部室の扉から、隊長が現われた。ちょっと先輩、会長さんは私が食べるんですよ。

「何、ちょいとこれを見てくれたまえ。瀬戸美も優子もな」

すると、ダウンしている会長さんの顎を持ち上げながら、誕生日に諸星先輩に貰ったブレスレットを指す。
ん?ブレスレット……?


ピカッ!




カメラのフラッシュを見た後の、虹色の残光が目に残っている。
えっと、今は……な、何で私、生徒会長に跨がってるの!?
ってああああああ思い出した!催眠術かけられて会長襲ったのかああああああ!?

「催眠状態はどうだったかな?目は覚めたかな?この催眠フラッシュは一発で強烈な催眠状態にできるのと、即回復させる効果があるのだ」
「じょ、冗談じゃないですよ!!」
「だが、ちゃんと人を操れる結果が出たからな、いい実験データになった」

檄昂して文句を言ったのだが、隊長は表情一つ変えない。
先輩とはいえ、怒る時は怒って良いよね?こっそり近くのレッドビュートに手を伸ばす。

「別にファーストキスという訳でもないだろう。それよりだな、瀬戸美に暗示を掛けようじゃないか。ほーら、瀬戸美は私に二度と逆らえな……痛ッ!!」

なんと!今までグッタリしていた会長が、隊長の脚に噛み付いているではないか!
怒りに燃える会長の眼。心なしか赤いのは、ただ泣いたとかでは無さそうだ。

「ああ痛い、目に草が入って……助かっちゃったわ」
「な、何だと!?」
「ふふふふふ……今日という今日は許さないから……」

会長の背後に般若が見える。凄い怒気。この時、初めて会長と気持ちが同調した気がする。
会長が隊長を睨み、気が逸れている隙に私は鞭を手に取る。そして、隊長に向けて振り下ろした。

パン!

「へあっ!?」
「隊長!流石に今回は見過ごせないですよ!みっちりお仕置しますからね!」
ビクリと肩を竦ませ、うろたえる隊長。
「ま、待て、落ち着くんだ優子、私は仮にも先ぱ……でゅわっ!?」
言い繕う先輩を鞭で黙らせる。
「今日はちょっと会長さんには逆らえないかなー。
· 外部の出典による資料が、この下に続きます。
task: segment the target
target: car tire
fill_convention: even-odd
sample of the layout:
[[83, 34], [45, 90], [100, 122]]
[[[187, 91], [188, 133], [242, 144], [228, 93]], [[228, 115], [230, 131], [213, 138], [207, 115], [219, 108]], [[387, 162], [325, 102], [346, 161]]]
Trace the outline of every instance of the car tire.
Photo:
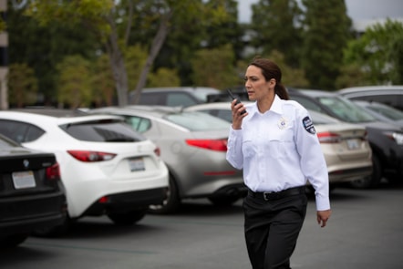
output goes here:
[[29, 233], [16, 233], [0, 236], [0, 248], [15, 248], [28, 238]]
[[35, 230], [32, 234], [37, 237], [59, 237], [68, 233], [73, 220], [69, 216], [66, 216], [65, 221], [60, 225], [53, 227], [46, 227]]
[[181, 198], [179, 197], [178, 187], [175, 180], [170, 175], [170, 183], [167, 189], [167, 197], [162, 204], [153, 204], [150, 206], [149, 212], [156, 214], [173, 213], [181, 205]]
[[369, 189], [376, 188], [382, 180], [382, 166], [379, 159], [374, 154], [372, 155], [372, 175], [351, 181], [350, 186], [355, 189]]
[[144, 218], [146, 213], [147, 209], [140, 209], [126, 212], [111, 212], [108, 217], [117, 225], [129, 226]]
[[235, 195], [222, 195], [209, 197], [210, 202], [216, 206], [230, 206], [236, 202], [241, 197]]

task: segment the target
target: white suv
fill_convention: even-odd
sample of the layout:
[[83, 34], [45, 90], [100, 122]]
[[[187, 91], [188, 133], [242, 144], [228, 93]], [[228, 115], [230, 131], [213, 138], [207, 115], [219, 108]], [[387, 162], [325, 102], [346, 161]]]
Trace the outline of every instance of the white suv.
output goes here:
[[26, 148], [55, 153], [60, 165], [68, 218], [44, 234], [65, 233], [72, 220], [83, 216], [107, 214], [117, 224], [132, 224], [165, 199], [168, 169], [159, 148], [119, 117], [0, 111], [0, 133]]

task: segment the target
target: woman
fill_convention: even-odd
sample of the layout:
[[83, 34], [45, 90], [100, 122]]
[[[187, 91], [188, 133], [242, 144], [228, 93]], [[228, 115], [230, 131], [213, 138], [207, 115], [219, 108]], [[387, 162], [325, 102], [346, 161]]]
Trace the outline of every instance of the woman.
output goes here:
[[249, 189], [244, 233], [253, 269], [291, 268], [306, 212], [306, 180], [315, 190], [321, 227], [331, 214], [327, 169], [315, 127], [307, 110], [288, 100], [281, 77], [275, 63], [253, 59], [244, 79], [255, 102], [231, 105], [227, 160], [243, 170]]

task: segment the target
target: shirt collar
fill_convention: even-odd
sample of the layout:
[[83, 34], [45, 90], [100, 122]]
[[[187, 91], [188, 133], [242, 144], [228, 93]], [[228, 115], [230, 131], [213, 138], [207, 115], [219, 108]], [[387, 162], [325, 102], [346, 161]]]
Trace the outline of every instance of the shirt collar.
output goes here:
[[[274, 112], [276, 114], [283, 114], [283, 106], [282, 106], [283, 100], [274, 94], [274, 100], [273, 101], [272, 107], [270, 108], [269, 111]], [[250, 111], [251, 117], [253, 117], [254, 114], [258, 114], [259, 109], [257, 108], [257, 102], [253, 103], [253, 109]]]

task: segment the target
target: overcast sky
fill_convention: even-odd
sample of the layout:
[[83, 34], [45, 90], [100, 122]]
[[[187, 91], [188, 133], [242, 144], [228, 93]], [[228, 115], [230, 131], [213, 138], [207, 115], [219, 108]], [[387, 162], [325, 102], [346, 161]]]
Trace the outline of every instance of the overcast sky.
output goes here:
[[[325, 0], [326, 1], [326, 0]], [[403, 18], [403, 0], [345, 0], [348, 16], [354, 20]], [[238, 16], [242, 23], [251, 20], [251, 4], [259, 0], [238, 0]]]

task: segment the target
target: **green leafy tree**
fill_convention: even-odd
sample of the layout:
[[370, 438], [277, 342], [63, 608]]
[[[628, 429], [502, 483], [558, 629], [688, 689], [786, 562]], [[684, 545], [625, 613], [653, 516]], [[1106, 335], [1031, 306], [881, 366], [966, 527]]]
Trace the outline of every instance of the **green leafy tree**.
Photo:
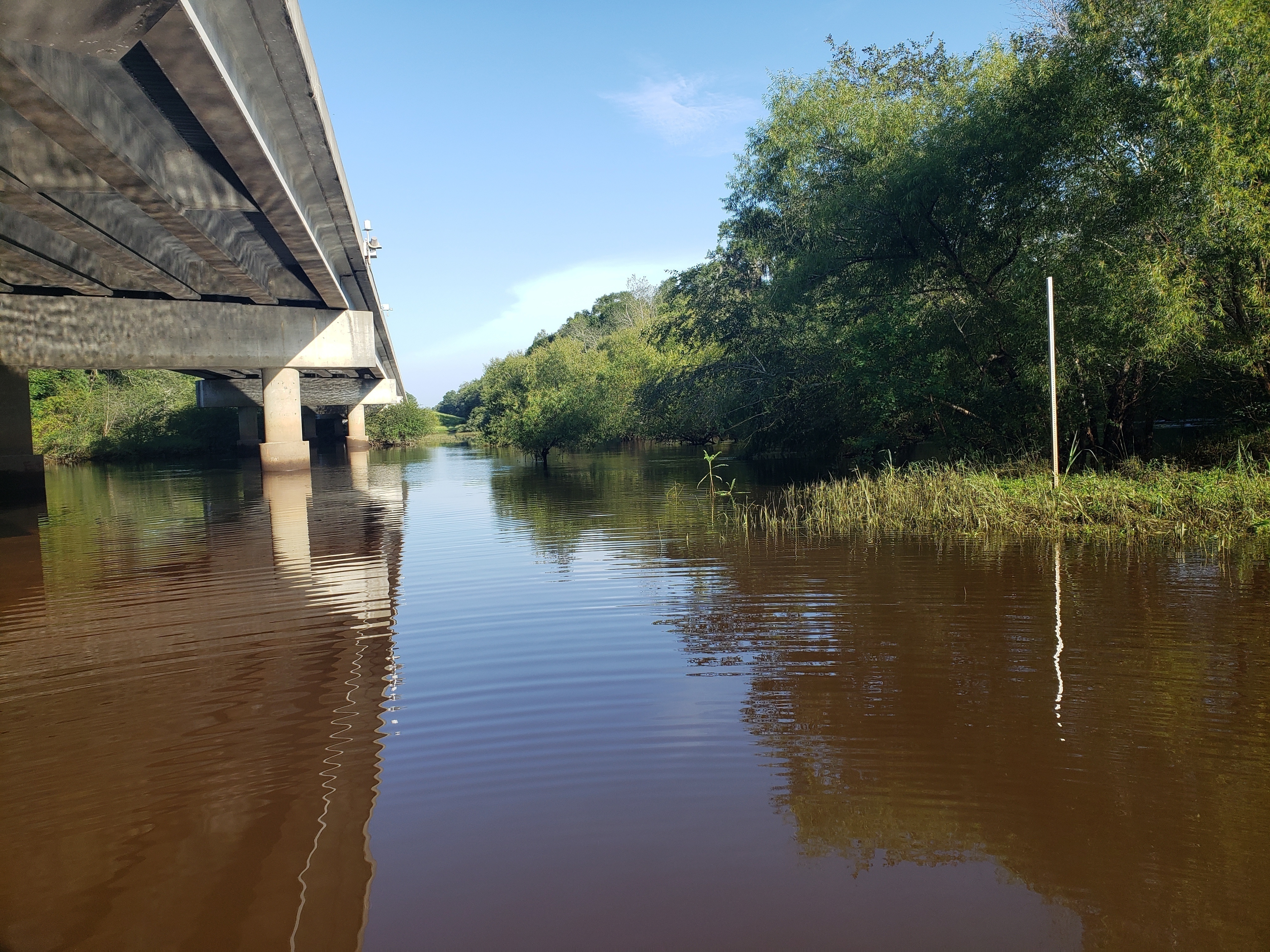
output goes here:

ところで会長さん、ご無礼のお詫びに何かお手伝いしましょうか?」

声を掛けると、会長さんは口を離してユラリと立ち上がる。

「勿論、そこのお馬鹿の躾を手伝いなさい!」
「はい!鞭を一本お貸しします!」
「は、はははは話せば分か…………じゅわーっち!!」

断末魔の悲鳴を上げる隊長に容赦ない鞭打ちを続けながら――
脳裏に「二大怪獣 隊長を襲撃」なんてタイトルが、思い浮かぶのでした。